We showed that the δ-adaptin subunit of the AP-3 complex, a component of HIV-1 assembly machinery, is specifically enriched in the tetraspanin-rich/virus-containing compartment during HIV-1 replication in DC (cis-infection pathway) but not after HIV-1 capture by DC (trans-infection pathway). The direct interaction between HIV-1 Gag and AP-3 δ-adaptin was shown to target HIV-1 Gag to MVB and to play a functional part in HIV-1 assembly in cell lines (36), making AP-3 δ-adaptin a potential cellular factor required for HIV-1 assembly. RNA interference allowed us to demonstrate that AP-3 δ-adaptin plays a significant role in the production of HIV-1 from DC as its downregulation decreased viral particle release from HIV-1-infected cells (cis-infection pathway) (Figure 7). Concomitantly, AP-3 δ-adaptin downregulation increased cell-associated HIV-1 p24gag amounts in infected DC. Morphology of the virus-containing compartment did not show major alterations in the absence of AP-3 δ-adaptin, but we cannot rule out that the residual levels of AP-3 δ-adaptin present in DC after RNA interference are sufficient for an appropriate targeting of HIV-1 p24gag to the tetraspanin-rich HIV-1-containing compartment.

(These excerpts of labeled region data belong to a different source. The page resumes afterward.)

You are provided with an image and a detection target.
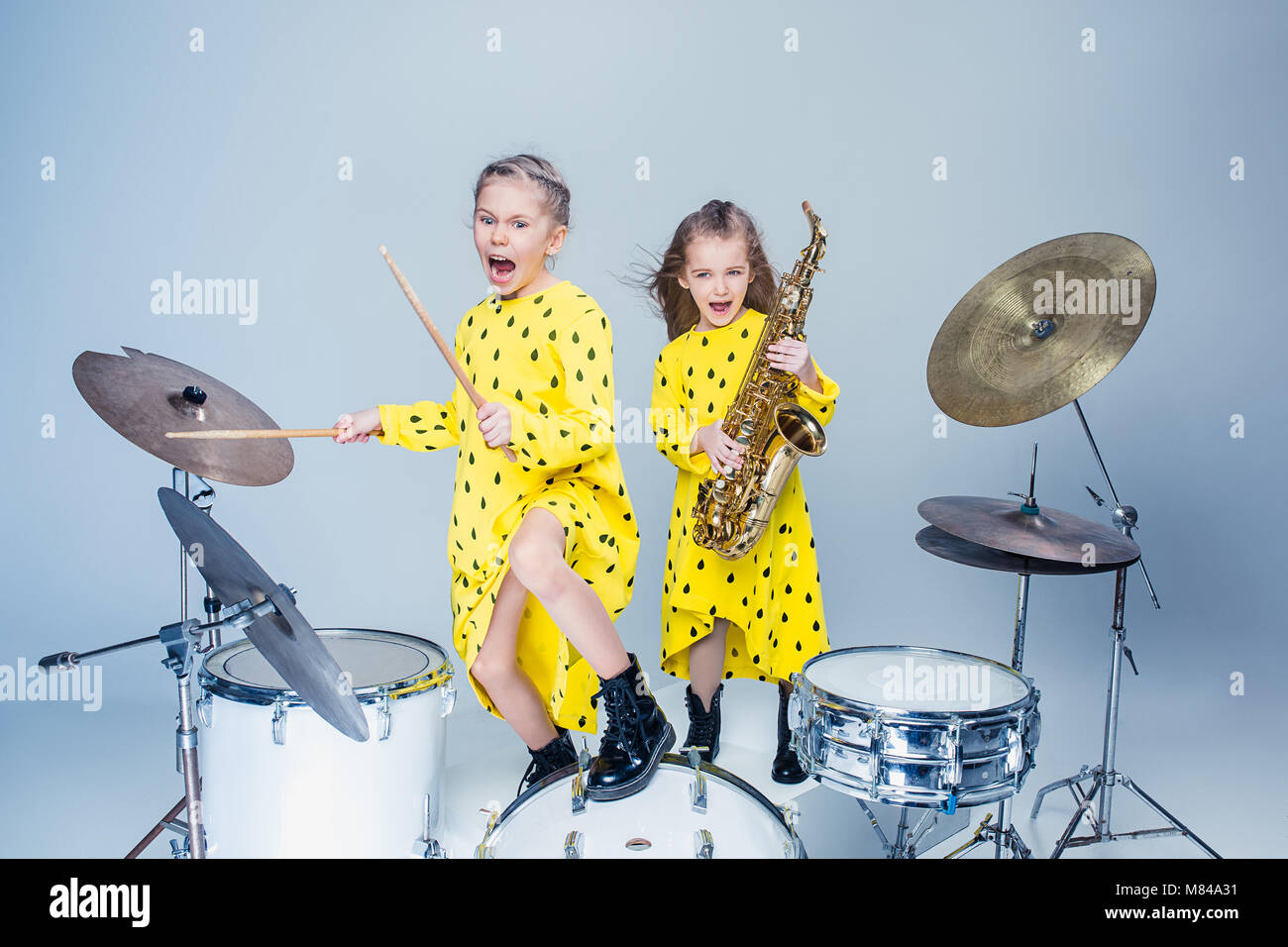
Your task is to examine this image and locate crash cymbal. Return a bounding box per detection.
[158,487,369,742]
[72,347,295,487]
[917,496,1140,571]
[917,526,1129,576]
[926,233,1156,428]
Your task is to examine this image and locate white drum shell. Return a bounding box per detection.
[198,630,450,858]
[478,754,805,858]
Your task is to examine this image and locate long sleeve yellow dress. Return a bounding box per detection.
[652,309,840,682]
[380,281,640,733]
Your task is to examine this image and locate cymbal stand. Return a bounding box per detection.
[1029,399,1221,858]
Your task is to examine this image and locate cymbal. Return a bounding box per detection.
[158,487,370,742]
[72,346,295,487]
[926,233,1156,428]
[917,526,1130,576]
[917,496,1140,571]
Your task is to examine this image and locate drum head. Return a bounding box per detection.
[201,627,447,699]
[804,646,1033,714]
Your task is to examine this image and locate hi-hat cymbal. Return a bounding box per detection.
[158,487,370,742]
[917,526,1129,576]
[926,233,1156,428]
[917,496,1140,571]
[72,346,295,487]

Finally, we demonstrate that HIV particles present within the tetraspanin-rich compartment in DC during the trans- and cis-infection pathways relocate to infectious synapses upon contact with autologous CD4+ T cells. As we showed previously in DC–Jurkat CD4+ T cell clusters (37), CD81, as opposed to CD63, is enriched at the DC–T cell infectious synapse, in accordance with CD81 role in the immunologic synapse (55–59).

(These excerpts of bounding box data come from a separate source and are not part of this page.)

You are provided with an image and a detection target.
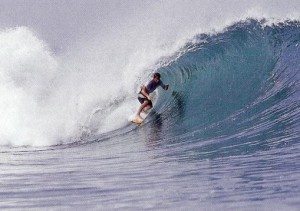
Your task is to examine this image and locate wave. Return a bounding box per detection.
[0,20,300,145]
[146,20,300,156]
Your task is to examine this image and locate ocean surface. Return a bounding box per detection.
[0,1,300,210]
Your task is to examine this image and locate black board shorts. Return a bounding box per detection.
[138,97,153,107]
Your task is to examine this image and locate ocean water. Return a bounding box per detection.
[0,1,300,210]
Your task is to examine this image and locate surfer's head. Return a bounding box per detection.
[153,73,160,82]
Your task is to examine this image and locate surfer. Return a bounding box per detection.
[136,73,169,121]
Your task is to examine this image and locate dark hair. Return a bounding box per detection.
[153,73,160,79]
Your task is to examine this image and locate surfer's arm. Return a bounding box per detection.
[159,81,169,90]
[141,85,151,100]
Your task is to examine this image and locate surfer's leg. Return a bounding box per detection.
[137,100,148,118]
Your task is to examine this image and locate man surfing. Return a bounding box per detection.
[133,73,169,124]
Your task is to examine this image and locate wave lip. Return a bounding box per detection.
[150,20,300,157]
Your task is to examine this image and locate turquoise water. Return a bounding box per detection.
[0,20,300,210]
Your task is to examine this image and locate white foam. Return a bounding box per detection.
[0,0,300,146]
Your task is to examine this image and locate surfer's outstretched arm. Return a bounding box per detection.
[141,85,151,100]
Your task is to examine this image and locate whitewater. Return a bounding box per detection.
[0,0,300,210]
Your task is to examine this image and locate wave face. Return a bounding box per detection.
[0,4,300,210]
[142,20,300,156]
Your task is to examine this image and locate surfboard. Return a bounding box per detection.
[131,117,144,125]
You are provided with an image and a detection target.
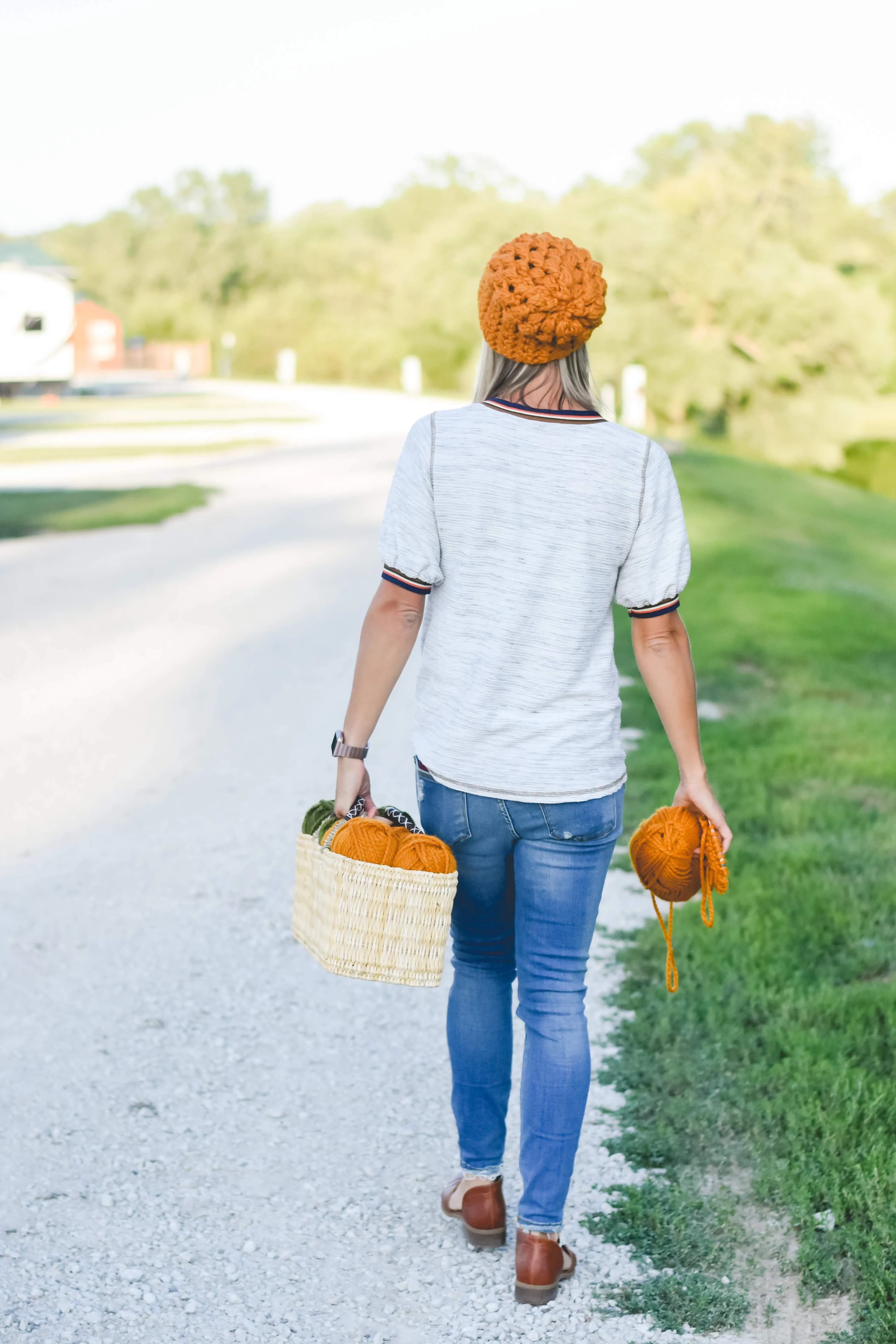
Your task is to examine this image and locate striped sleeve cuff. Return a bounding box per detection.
[383,565,433,597]
[629,597,680,621]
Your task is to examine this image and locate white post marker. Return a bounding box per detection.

In conclusion, our studies characterize a tetraspanin-rich compartment targeted by HIV-1 during the trans- and cis-infection pathways. Our data reveal that the DC trans-infection pathway and the DC cis-infection pathway intersect at the level of this tetraspanin compartment and share components of their respective intracellular trafficking machinery. Our study highlights the presence of HIV-1 during replication in iDC in a tetraspanin-rich compartment sharing some similarities with the MVB-containing compartment observed in macrophages during HIV-1 replication (24,26,60). Furthermore, we describe for the first time the selective recruitment of AP-3 to this tetraspanin-rich compartment in iDC during the cis-infection pathway but not during the trans-infection pathway. We also show a direct role for AP-3 δ-adaptin in viral particle release from infected DC, indicating that the tetraspanin-rich compartment is a likely site of production of viral particles. We do not rule out a contribution of direct budding from the cell surface potentially involving tetraspanins as observed in CD4+ T cells (40–42), but our data show that a significant fraction of HIV production in iDC is likely to result from production in a compartment enriched in tetraspanins as well as AP-3 δ-adaptin. Together, these studies highlight the cellular machinery required for DC–T cell transfer of HIV infection, an essential step in the early dissemination of HIV infection.